Das Züricher Obergericht hat am Donnerstag einen Osteopathen wegen fahrlässiger schwerer Körperverletzung und unterlassener Nothilfe zu einer bedingten Freiheitsstrafe von 14 Monaten verurteilt. Es bestätigte damit das erstinstanzliche Urteil des Bezirskgerichts Hinwil ZH.
Im Unterschied zur ersten Instanz verzichteten die Oberrichter auf eine Verlängerung der Probezeit von zwei auf drei Jahre. Das Urteil ist noch nicht rechtskräftig. Um eine Meldung an die Gesundheitsdirektion allerdings «kommen wir nicht herum», sagte der vorsitzende Richter.

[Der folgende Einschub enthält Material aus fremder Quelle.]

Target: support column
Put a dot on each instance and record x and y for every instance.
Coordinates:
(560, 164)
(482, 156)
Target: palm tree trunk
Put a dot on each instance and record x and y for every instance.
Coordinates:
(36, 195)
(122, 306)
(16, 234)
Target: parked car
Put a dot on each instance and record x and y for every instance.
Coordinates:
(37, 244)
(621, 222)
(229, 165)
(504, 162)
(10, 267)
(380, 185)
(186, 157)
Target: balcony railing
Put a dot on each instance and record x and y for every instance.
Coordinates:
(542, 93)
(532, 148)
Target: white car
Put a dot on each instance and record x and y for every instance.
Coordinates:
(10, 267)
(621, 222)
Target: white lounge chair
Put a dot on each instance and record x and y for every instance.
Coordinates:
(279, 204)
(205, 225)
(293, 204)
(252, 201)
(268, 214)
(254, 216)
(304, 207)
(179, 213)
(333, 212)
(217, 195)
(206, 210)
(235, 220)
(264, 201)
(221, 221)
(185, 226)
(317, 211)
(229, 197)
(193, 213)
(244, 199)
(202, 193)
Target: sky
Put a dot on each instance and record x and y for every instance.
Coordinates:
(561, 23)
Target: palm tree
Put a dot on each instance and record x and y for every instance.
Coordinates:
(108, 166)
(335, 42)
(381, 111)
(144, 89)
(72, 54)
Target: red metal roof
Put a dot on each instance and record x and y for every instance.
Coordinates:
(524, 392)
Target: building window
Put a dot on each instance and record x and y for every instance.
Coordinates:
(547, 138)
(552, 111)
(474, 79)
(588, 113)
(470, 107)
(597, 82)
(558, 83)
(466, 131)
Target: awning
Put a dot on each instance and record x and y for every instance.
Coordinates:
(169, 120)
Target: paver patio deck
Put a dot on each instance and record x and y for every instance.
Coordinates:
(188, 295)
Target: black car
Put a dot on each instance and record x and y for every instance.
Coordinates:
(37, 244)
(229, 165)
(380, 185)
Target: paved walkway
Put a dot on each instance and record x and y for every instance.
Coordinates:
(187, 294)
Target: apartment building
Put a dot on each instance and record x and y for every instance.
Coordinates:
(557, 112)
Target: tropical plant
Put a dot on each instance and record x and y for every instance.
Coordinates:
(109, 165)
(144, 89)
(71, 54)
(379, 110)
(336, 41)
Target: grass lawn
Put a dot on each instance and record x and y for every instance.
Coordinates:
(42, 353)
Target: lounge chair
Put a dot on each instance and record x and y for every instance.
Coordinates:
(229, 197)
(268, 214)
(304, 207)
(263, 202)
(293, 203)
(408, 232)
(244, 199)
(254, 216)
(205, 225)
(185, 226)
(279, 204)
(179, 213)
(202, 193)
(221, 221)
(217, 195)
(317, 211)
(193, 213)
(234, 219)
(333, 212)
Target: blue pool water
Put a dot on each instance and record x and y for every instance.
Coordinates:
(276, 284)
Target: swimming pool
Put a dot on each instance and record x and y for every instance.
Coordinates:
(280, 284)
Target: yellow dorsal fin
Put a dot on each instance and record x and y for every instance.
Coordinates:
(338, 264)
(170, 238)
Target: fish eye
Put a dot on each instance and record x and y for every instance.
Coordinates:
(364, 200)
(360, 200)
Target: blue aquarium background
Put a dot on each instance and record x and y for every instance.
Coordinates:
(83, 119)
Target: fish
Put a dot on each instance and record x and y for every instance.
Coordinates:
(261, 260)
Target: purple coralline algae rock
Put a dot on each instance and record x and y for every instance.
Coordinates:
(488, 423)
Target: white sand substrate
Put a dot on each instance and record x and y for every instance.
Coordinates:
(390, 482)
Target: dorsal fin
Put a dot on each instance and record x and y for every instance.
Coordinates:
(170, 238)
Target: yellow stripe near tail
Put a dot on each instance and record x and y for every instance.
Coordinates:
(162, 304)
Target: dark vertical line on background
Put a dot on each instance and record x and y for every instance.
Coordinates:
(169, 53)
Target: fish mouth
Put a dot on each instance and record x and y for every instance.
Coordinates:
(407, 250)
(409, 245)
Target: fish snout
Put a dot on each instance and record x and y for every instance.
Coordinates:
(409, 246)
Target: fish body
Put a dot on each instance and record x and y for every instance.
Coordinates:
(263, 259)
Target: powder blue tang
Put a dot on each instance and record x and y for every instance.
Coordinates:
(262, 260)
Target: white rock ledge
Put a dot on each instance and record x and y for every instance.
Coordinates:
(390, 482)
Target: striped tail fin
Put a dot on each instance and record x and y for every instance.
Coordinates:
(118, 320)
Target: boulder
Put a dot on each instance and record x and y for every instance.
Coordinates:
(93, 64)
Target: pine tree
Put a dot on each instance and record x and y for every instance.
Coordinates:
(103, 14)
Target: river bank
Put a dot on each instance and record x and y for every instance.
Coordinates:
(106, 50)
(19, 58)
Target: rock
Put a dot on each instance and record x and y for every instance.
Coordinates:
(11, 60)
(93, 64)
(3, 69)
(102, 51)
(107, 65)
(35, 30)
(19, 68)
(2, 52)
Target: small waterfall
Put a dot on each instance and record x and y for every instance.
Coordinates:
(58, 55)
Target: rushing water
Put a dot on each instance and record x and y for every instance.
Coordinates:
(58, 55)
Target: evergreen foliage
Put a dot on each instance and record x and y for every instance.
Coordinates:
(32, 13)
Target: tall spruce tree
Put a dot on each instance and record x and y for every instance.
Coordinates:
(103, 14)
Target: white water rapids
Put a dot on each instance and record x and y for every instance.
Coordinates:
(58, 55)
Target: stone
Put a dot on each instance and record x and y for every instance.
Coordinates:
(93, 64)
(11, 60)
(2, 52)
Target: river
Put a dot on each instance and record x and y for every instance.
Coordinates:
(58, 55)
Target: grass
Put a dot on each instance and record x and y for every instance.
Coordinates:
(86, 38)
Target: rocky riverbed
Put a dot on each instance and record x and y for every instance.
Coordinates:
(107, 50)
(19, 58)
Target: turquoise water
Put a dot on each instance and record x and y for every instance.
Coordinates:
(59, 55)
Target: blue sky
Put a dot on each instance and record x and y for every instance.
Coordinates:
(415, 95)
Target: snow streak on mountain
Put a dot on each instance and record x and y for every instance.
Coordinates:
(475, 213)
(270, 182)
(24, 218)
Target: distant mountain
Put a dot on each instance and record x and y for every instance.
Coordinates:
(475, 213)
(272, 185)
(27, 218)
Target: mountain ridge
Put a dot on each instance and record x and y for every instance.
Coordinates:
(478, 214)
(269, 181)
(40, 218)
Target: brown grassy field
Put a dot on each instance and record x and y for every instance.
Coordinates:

Diese hat dann allfällige Konsequenzen für den nach wie vor praktizierenden Osteopathen zu prüfen. Sie können von gewissen Auflagen bis hin zu einem Berufsverbot reichen. Im Kanton Zürich sind Tätigkeiten im Bereich der nichtärztlichen Alternativ- und Komplementärmedzin normalerweise nicht bewilligungspflichtig.
«Facharzt nötig»
Zu beurteilen war ein Vorfall vom 23. Dezember 2014. Am Mittag jenes Tages kam eine heute 38-jährige Patientin für ihre dritte Behandlung zu dem Osteopathen. Sie litt unter starken Verspannungen im Schulterbereich, klagte über Kopfschmerzen und Schwindel und hatte Probleme, den Kopf aufrecht zu halten.
Dies hätte der Therapeut als Hinweise auf eine Durchblutungsstörung erkennen müssen, sagte der Richter in der mündlichen Urteilsbegründung. Er hätte die Patientin nicht behandeln dürfen, sondern hätte sie umgehend für weitere Abklärungen an einen Facharzt überweisen müssen.
Dennoch habe er die «risikobehaftete Aufgabe» übernommen, der er «nicht gewachsen war». Nach Manipulationen im Halswirbelbereich erlitt die Frau einen Hirnschlag. Ihr drohten «ein schwerer Hirnschaden oder gar der Tod». Der Therapeut habe «den Schlaganfall klar verursacht» erklärte der Richter.
Der medizinische Gutachter stellten im Nachhinein fest, vor jenem 23. Dezember seien in den Wirbelarterien der Frau die inneren Gefässwände gerissen. Dadurch bildete sich ein Thrombus, also ein Blutgerinnsel. Dieses löste sich laut Gutachten «mit grösster Wahrscheinlichkeit anlässlich der Behandlung vom 23. Dezember». Es kam zum Hirnschlag.
«Mangelnde Kenntnisse»
Das Gericht anerkannte, dass der Mann die Patientin nicht willentlich einer schweren Gefahr aussetzte. Mangelnde Kenntnisse und möglicherweise Zeitmangel hätten zu dem Vorfall geführt.
Der Belgier besitzt ein Osteopathie-Diplom aus seiner Heimat. Die interkantonale Osteopathen-Prüfung verpatzte er allerdings dreimal und wurde dann dafür gesperrt. Im Prüfungsbericht verwiesen die Experten auf mangelnde Kenntnisse und Fähigkeiten. Er selbst machte Sprachprobleme geltend.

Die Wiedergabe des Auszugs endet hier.